Students are expected to thoroughly understand the notebooks, and to be able to apply the material to simple problems. Students are responsible for all material covered during the lectures, even if the material does not appear in the posted notebooks.
Important information will be communicated through Moodle and/or Slack. Students are expected to consult these channels regularly.
Date | Lecture | Assignments |
---|---|---|
Sep 6 | Introduction to Python (Ch 1) Systems of Linear Algebraic Equations #1 (Ch 2) | |
Sep 13 | Systems of Linear Algebraic Equations #2 (Ch 2) | |
Sep 20 | Interpolation and Curve Fitting (Ch 3) | |
Sep 27 | Roots of Equations #1 (Ch 4) | |
Oct 4 | Roots of Equations #2 (Ch 4) | A1 |
Oct 11 | Numerical Differentiation (Ch 5) | |
Oct 18 | Test #1 | |
Oct 25 | Numerical Integration (Ch 6) | |
Nov 1 | Initial Value Problems (Ch 7) | |
Nov 8 | Two-Point Boundary value Problems (Ch 8) | A2 |
Nov 15 | Recap #1 (Ch 2, 3, 4) | |
Nov 22 | Recap #2 (Ch 5, 6, 7, 8) | |
Nov 29 | Test #2 | A3 |
Dec 13, 7pm-10pm |
Jaan Kiusalaas. Numerical methods in engineering with Python 3. Cambridge university press, 2013.

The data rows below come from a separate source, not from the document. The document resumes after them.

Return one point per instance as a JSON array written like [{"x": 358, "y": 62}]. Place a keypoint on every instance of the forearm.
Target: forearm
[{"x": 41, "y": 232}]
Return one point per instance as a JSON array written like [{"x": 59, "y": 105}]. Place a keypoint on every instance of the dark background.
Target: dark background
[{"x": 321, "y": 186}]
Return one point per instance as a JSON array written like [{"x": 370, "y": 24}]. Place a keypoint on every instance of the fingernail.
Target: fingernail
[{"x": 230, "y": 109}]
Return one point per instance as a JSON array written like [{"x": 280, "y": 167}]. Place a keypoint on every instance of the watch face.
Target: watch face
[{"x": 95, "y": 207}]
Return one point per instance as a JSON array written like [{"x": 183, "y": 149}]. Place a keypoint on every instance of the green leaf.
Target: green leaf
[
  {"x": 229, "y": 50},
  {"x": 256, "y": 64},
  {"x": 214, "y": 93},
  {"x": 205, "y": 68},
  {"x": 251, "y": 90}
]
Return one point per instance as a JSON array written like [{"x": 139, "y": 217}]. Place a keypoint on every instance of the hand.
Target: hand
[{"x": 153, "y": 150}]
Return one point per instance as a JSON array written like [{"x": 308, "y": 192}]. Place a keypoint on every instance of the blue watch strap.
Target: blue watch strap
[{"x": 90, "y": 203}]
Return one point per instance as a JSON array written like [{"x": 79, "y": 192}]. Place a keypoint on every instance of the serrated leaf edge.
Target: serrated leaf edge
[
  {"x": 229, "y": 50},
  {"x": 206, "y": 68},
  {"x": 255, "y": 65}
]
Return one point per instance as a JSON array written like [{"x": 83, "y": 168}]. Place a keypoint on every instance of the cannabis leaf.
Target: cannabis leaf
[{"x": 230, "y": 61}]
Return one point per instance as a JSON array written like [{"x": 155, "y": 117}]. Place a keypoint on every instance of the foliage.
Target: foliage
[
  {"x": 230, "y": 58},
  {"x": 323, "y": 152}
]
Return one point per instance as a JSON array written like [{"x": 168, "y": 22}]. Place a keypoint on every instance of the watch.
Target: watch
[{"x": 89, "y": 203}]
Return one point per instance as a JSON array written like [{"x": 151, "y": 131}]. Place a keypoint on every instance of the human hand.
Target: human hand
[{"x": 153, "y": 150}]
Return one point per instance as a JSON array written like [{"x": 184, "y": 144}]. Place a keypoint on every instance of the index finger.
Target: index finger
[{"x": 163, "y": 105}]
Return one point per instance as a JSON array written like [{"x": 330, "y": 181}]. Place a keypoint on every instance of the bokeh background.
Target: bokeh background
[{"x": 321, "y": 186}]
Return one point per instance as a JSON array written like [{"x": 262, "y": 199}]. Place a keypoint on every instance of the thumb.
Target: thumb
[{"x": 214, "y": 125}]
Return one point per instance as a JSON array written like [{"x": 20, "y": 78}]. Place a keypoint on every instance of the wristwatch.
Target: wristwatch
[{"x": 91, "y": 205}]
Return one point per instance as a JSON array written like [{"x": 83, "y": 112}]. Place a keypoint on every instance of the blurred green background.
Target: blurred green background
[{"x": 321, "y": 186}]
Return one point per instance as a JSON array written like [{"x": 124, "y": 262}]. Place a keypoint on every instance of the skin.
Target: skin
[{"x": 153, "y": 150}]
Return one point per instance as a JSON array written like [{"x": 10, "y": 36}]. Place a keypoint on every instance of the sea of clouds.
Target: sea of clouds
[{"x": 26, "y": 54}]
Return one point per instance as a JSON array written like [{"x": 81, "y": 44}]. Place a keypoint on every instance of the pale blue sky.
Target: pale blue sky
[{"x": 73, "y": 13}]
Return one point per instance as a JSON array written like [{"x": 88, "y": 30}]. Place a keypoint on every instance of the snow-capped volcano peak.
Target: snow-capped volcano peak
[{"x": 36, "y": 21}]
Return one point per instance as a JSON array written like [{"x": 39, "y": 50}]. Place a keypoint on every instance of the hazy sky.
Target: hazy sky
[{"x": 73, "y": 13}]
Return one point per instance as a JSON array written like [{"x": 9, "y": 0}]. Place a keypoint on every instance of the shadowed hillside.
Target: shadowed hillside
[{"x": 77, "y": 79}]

Assignments (10%): There will be 3 programming assignments. You must work on these assignments individually. The assignments are all due on the date of the lecture (Friday), 11:55pm (see exact dates on the schedule table). A grace period of 48 hours will be automatically granted with no penalty (assignments will be accepted until Sunday night, 11:55pm), but no further extension will be granted. Assignments must be submitted through GitHub Classroom, you will receive a link for each assignment.
Tests and Final exam (90%): The tests and final exam are closed-book exams and will be conducted on the dates indicated on the schedule table. In general, you will need to bring your own ENCS calculator. There will be no substitution for a missed test or exam.
Based upon the student's performance on both tests and the assignments, a provisional course letter grade will be assigned, based upon the following weighting scheme: Assignments: 10%, Test 1: 20%, Test 2: 70%. However, if the result of Test 2 is better than the result of Test 1 (as a percentage out of 100) then the weight of Test 1 will be shifted to Test 2.
Students are then given the option of accepting the provisional course letter grade, in which case they will not write the final exam, or not accepting the provisional course letter grade, in which case they must write the final exam. There will be a strict deadline for acceptance of the provisional course letter grade. If no acceptance is received by the deadline then the student must write the final exam.
If a student chooses to write the final exam then the course letter grade will be based on the following weighting scheme: Assignments: 10%, Test 1: 10%, Test 2: 20%, Final Exam: 60%. However, if the result of the Final Exam is better than the result of Test 1 (as a percentage out of 100) then the weight of Test 1 will be shifted to the Final Exam. Moreover, if the result of the Final Exam is better than the result of Test 2 (as a percentage out of 100) then the weight of Test 2 will be shifted to the Final Exam
Note that there is no standard relationship between numeric percentages and letter grades.
Graduate attributes for COMP361 are:
Attribute 1: Knowledge-base: Knowledge of a wide array of fundamental numerical methods used in Science and Engineering, as stated in the course description.
Indicator 1.1: Knowledge base of mathematics
Attribute 2: Problem analysis: Use a wide array of basic numerical methods to model and analyze complex problems in order to establish the requirements and constraints on their design, implementation and deployment solutions.
Indicator 2.1: Problem identification and formulation
Introduce the students to basic numerical techniques that are fundamental to Scientific and Engineering computing.
Make the students aware of the complexity and the limitations of numerical algorithms.
Teach the students basic concepts and analytical techniques that allow the determination of key properties of numerical algorithms.
Prepare the students for more advanced courses in Scientific and Engineering computing.